The proposed system of large-scale buying and storing of food crops could be applied not only to the major grain staples of corn, sorghum, and millet, but also to beans, soy, palm oil, rice, and peanuts. Even perishable cassava, plantains and yams could be processed into meal or flour in government plants, and thus held for storage during long periods. Eventually meat and milk could also be managed in this way, though their short shelf-life would change the specifics of the process.
The strengthening of the farm-government-consumer nexus would allow for new expressions in the future. As cities implement and improve waste and sewage treatment facilities, the sludge and organic waste coming out of the cities could be transported to the countryside as one of the inputs offered to farmers through government channels. This would close the nutrient cycle in the country, build organic matter in impoverished soils, and lessen economic dependence on imported fertilizer
There are obviously a few potential pitfalls to address in this proposal. The government or cooperative would have to assure higher prices than independent middlemen, because otherwise farmers would sell preferentially to the latter. But the size and storage capacity of the large institutional buyers should assure their ability to outbid middlemen.
Also, storage of crops like corn or sorghum creates an incentive for standardization. A typology would be necessary to separate different classes of a given grain, much as grain elevators in the US separate soft red wheat from hard red. The centralization of marketing channels would encourage a focus on a few standardized varieties of each crop. This is good for industrial purposes, but a plan should be developed to avoid the loss of crop diversity and local varieties.
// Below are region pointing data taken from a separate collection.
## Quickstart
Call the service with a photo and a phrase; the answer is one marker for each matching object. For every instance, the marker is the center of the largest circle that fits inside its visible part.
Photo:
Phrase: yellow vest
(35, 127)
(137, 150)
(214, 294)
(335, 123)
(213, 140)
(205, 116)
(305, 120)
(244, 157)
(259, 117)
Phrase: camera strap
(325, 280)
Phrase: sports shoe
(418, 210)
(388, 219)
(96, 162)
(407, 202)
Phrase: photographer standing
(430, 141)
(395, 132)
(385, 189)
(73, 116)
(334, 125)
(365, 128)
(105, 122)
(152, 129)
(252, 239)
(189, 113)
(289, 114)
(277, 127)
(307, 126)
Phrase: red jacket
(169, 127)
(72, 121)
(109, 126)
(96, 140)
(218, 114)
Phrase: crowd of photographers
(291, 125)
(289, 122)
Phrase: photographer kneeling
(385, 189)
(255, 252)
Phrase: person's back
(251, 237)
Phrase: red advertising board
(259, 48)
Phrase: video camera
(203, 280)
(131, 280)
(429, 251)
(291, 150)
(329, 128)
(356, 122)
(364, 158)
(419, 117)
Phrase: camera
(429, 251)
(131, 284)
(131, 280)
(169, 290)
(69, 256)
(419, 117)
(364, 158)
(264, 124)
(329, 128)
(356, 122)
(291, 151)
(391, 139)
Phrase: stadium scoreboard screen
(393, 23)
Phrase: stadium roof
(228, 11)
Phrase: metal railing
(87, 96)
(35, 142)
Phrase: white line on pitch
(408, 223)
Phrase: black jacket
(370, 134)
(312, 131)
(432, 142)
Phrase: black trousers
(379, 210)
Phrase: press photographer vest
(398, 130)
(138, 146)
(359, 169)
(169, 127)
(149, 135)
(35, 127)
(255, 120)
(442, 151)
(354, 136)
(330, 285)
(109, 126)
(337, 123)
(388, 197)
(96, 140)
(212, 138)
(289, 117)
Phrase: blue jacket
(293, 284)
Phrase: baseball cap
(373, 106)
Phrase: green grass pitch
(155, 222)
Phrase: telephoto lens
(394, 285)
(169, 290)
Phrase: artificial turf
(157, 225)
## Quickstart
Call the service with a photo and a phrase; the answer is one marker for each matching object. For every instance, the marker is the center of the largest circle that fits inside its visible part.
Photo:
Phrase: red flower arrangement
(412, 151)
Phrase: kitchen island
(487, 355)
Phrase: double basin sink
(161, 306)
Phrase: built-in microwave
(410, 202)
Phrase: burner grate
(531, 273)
Perhaps the biggest challenge to the present proposal has to do with gender. Most cash crop farmers in Africa are men, and the government channels for agricultural support and marketing are male-focused. However, most food in Africa is produced by women. For this proposal to be successful, the farmers and farmer groups with which the government deals would have to be composed predominantly of the women who produce Africa's food. This presents logistical as well as social difficulties, as the government would have to create or link up with a new network of producer groups, while men are sure to resist the economic empowerment of their wives and female neighbors.
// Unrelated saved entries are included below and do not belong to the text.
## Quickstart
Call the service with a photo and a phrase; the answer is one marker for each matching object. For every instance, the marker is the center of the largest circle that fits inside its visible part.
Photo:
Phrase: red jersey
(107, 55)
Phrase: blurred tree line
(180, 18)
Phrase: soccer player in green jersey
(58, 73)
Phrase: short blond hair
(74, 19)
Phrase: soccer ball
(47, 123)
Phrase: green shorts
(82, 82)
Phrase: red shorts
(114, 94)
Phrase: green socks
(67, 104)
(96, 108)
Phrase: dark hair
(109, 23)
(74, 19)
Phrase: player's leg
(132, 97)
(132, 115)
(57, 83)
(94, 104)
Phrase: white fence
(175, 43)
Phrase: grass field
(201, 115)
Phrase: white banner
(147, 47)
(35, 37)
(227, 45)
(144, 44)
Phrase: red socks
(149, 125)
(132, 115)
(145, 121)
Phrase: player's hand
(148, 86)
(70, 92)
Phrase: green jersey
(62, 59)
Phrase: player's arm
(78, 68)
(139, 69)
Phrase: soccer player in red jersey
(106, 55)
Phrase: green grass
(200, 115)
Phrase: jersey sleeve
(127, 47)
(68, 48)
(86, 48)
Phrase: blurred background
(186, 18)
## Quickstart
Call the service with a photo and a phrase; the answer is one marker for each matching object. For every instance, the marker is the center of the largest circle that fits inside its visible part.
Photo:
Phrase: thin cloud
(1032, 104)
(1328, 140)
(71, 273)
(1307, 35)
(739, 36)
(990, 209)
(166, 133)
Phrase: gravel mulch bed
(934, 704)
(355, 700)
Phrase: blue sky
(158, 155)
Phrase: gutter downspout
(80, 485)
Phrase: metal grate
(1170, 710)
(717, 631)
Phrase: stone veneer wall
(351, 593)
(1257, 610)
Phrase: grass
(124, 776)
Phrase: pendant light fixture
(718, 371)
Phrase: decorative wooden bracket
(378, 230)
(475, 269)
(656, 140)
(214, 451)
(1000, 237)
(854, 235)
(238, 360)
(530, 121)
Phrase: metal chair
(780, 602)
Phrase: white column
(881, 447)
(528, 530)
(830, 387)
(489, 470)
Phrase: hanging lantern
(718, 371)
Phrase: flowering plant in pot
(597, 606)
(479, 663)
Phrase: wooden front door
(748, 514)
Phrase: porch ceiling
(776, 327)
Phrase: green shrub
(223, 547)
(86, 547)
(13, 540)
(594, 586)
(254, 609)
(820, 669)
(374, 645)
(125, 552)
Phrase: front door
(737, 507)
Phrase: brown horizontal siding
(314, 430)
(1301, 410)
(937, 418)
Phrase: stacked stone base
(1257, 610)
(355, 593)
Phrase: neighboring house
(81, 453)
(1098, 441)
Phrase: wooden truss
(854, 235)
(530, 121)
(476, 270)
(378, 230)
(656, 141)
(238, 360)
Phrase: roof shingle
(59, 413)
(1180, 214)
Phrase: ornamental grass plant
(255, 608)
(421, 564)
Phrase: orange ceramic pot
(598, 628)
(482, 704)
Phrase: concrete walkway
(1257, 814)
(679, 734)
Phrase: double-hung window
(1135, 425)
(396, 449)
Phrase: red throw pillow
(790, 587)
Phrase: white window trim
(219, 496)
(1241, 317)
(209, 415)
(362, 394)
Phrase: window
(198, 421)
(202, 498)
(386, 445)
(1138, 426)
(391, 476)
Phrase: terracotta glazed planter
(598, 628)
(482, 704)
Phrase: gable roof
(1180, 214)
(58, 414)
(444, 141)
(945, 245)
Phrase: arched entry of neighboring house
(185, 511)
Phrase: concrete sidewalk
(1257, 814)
Many African governments have systems in place to support cash crop production, which generates revenues for the state. These systems are currently in crisis due to low world commodity prices, but could be retooled to promote food crops for national and regional consumption. If farmers of staple crops were eligible to receive inputs, extension, and credit to increase their production, and storage and marketing assistance to maximize their received prices, this would greatly improve food security in most countries of Africa. Farmer income and access to food would improve greatly, which is especially important considering that it is in rural areas that most poverty and hunger occurs. Rural life would become more viable economically, so the incessant flow of migrants from the countryside to urban slums would slow and even reverse itself. Cities would enjoy abundant, nationally-produced staple foods at low, stable prices. Replacement in cities and the countryside of imported food by indigenous products would decrease reliance on food imports, as well as rejuvenating traditional food culture and the use of locally-adapted crops. In short, the state would drastically improve food security by favoring food crops for local consumption over cash crops for global markets.